Didaticamente, Antonio Jorge, taxista profissional há 33 anos, sindicalista e membro do Fórum Nacional dos Taxistas, explicou: “não tem outra forma de garantir a sobrevivência, o trabalhador é obrigado a trabalhar para empresários (capitalistas), ou por conta própria. As empresas que organizam a produção e põem seus produtos no mercado são propriedades privadas no sistema capitalista. Existem 110 mil carros particulares rodando na cidade do Rio de Janeiro através de aplicativos tipo Uber, estão todos ilegais. Essas pessoas não são monitoradas, treinadas e não pagam impostos. Por isso, temos tantos casos de acidentes e até estupros envolvendo esses motoristas. Muitos desses carros estão com busca e apreensão, sem passar pela vistoria obrigatória. As milícias têm migrado em grande número para mais essa categoria ilegal de transportes. O rendimento dos taxistas caiu em média 50%. Muitos taxistas não vão mais trocar seus carros, e a frota vai envelhecer, isso é péssimo para os usuários, vai cair em qualidade e segurança”.

Entre as muitas ilegalidades do Uber, vale destacar que a legislação não autoriza a iniciativa privada a taxar preços ou tarifas, isso é de exclusividade do setor público. Antonio Jorge também afirmou que, “Igrejas estão incentivando fieis desempregados a trabalhar com Uber como alternativa, assim podem sobreviver e levar o dízimo. Diversos países do mundo, principalmente europeus, estão banindo esse modelo Uber. Aqui no Rio de Janeiro o processo de Uberização veio na esteira do PMDB em 2014, o deputado e filho do ex-governador Sergio Cabral, quando veio de uma de suas viagens a Nova York falou que o Uber era uma maravilha e que deveria ser implantado por aqui. Tristeza e tragédia!”.

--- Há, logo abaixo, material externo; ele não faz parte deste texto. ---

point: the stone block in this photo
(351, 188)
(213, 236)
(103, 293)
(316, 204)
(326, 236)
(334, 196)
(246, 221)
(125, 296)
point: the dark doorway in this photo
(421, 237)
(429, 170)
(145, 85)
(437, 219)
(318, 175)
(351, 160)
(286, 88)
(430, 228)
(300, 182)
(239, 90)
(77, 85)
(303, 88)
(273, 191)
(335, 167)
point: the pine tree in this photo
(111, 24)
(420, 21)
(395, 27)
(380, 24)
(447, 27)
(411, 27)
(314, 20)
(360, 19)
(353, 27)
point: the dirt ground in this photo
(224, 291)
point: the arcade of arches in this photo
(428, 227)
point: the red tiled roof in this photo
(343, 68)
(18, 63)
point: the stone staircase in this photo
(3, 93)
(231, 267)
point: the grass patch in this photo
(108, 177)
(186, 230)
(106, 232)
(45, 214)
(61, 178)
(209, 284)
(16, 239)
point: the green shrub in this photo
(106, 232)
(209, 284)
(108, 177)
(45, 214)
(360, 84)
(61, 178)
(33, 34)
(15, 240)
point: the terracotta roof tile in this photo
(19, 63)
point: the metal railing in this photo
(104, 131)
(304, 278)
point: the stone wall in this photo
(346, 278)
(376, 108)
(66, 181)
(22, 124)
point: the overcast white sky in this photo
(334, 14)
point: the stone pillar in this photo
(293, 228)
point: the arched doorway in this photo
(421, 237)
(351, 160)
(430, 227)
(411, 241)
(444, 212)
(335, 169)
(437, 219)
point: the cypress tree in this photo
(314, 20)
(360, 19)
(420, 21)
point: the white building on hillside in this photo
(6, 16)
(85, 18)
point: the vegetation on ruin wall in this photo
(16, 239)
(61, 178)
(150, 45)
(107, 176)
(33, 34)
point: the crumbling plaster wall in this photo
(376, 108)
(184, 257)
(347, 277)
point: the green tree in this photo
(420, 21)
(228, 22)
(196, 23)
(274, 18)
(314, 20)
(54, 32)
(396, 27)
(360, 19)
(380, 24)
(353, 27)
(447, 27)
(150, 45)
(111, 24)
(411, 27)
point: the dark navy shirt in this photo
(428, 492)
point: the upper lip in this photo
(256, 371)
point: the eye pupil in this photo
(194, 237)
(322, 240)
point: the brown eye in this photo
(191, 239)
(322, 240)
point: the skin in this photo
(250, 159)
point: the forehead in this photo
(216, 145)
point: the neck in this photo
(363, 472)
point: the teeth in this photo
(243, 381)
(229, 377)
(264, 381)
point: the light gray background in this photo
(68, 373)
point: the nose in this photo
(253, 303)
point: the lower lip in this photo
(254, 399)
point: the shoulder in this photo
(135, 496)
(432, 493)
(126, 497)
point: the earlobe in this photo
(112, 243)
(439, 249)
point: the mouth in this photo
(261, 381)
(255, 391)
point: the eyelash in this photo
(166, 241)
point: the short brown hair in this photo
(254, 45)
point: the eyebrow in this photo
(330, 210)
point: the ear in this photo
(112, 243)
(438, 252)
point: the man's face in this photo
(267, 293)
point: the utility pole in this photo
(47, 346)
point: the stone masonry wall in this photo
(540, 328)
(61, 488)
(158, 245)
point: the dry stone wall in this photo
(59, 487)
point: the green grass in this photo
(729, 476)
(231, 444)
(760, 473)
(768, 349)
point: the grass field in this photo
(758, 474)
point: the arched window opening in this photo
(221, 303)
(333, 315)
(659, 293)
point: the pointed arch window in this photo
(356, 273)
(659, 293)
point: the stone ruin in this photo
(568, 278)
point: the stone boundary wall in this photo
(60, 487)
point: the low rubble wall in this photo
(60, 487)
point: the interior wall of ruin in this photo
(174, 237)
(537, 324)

O fato é que em meio a tantas mudanças sucessivas e permanentes crises do capitalismo, que ocorrem em ritmo cada vez mais acelerado, o trabalhador, como não poderia deixar de ser, vem pagando o pato. E com as novas mudanças anti-trabalhador, denominada "reforma trabalhista", passaremos a viver um capitalismo sem direito do trabalho, com mais terceirizações e uberização.

Precisamos enfrentar isso, ou seremos todos escravizados novamente. Aceitar ou rebelar-se, simples assim!